楯無の周りから次々と無人機が消えて行く。どこかに呼び出されているのだろうか。

「…………」

無人機に触れて一緒に飛んでみようかと思ったが、どこに飛ばされるか分からないので流石に危険過ぎると断念した。

残りが五機になった時、楯無は動いた。ISを身に纏い、一番近くにいたISを捕まえる。それを盾代わりに牽制しつつ、銃を撃つ。

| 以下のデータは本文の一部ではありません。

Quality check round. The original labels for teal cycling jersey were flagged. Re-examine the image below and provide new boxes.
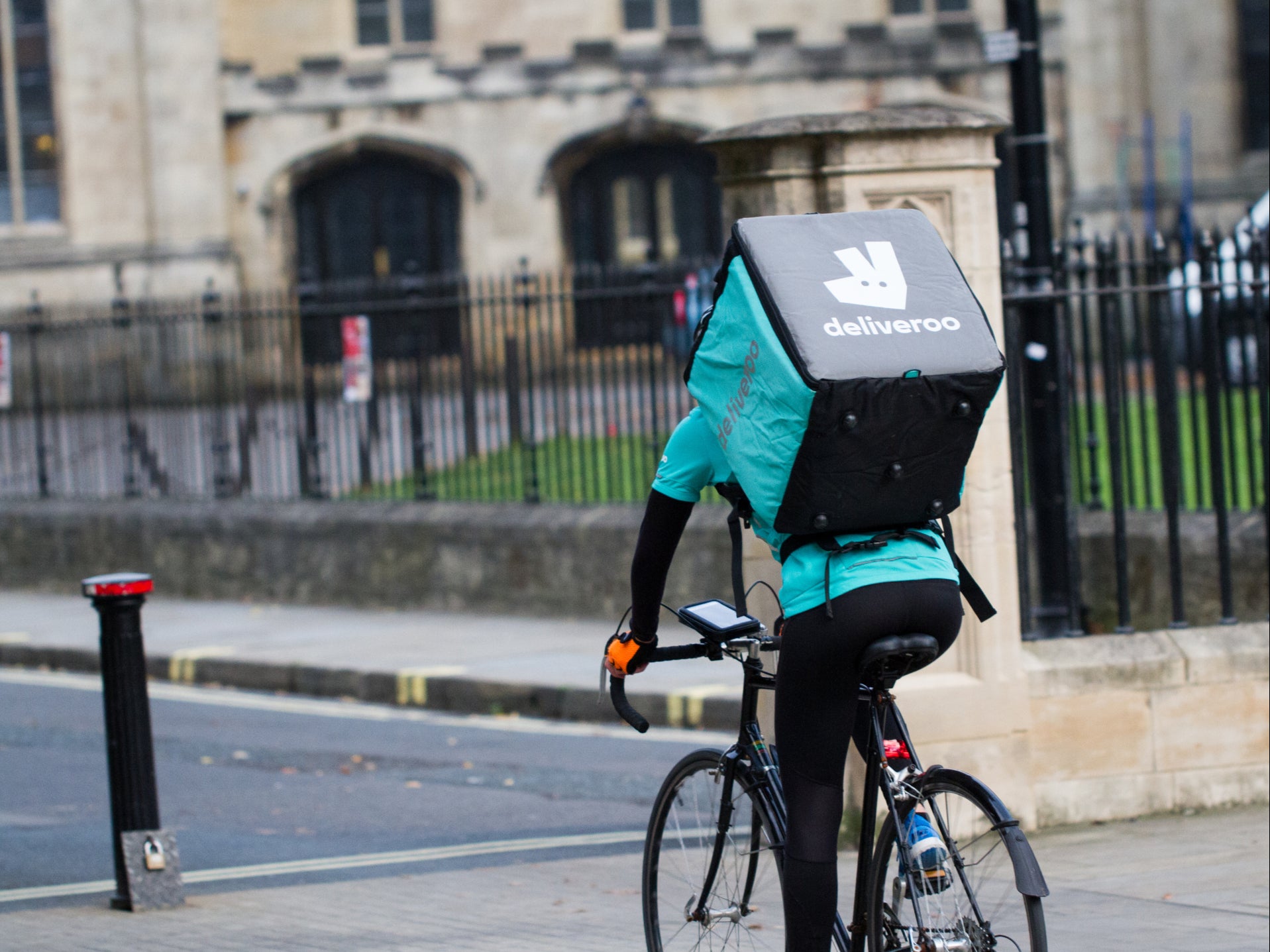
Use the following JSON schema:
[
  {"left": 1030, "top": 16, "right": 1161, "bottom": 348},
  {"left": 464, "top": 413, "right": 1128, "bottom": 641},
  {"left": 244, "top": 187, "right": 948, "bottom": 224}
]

時間を掛けても確実に一体落とした頃には、既に自分が捕まえているのも含めて二機だけとなった。

「!」

楯無が盾代わりに使っていたISが消える。

一対一で攻撃し合い、もうすぐ相手を倒せそうな所で、その一体もどこかへ消えた。

「……さて」

ここはどこか。

楯無は太陽の位置を確認し、空高く飛翔する。湿度と気温にあまり変化はない。ハイパーセンサーを使えば、遠くに街があるのも分かる。

……あまりIS学園から離されてたわけじゃないわね。

「……舐められたものだわ」

本来なら無断のIS使用は厳禁であるが、緊急時だ。そんな事に構っていられない。

楯無はIS学園に向かって機械の翼を広げた。

数分程飛べば、IS学園が見えてくる。

使われていないアリーナが半壊しているのを目視し、そちらに旋回する。

「……ラウラ?」

上から確認すれば、中にラウラがいるのが見えた。その姿に、楯無が目を見開く。

ラウラはISを展開したまま、マドカの首を締め上げていた。

マドカのISは既に全壊しており、マドカ自身が傷を負っていることから、絶対防御のエネルギーすら無くなっていると分かる。

「ラウラ!」

楯無がラウラの横に降り立った。

「……楯無先輩ですか」

ラウラは淡々と答えた。

「白が、何処かへ連れ去られました。この人は敵です。しかし、臨海学校でも問題が起きていて、織斑先生に汎用機を持って行かなくてはなりません。なので、ここは、お任せして宜しいでしょうか?」

「……ラウラ」

ラウラの声に震えが混じった。それは悲しみか、怒りか。

ラウラは自分が冷静でないことは頭の隅で理解していた。故に、今の自分ではこの敵に対し、適切な対処を出来ないことを承知している。だから、この場を任せ、向こうへ行こうと決めた。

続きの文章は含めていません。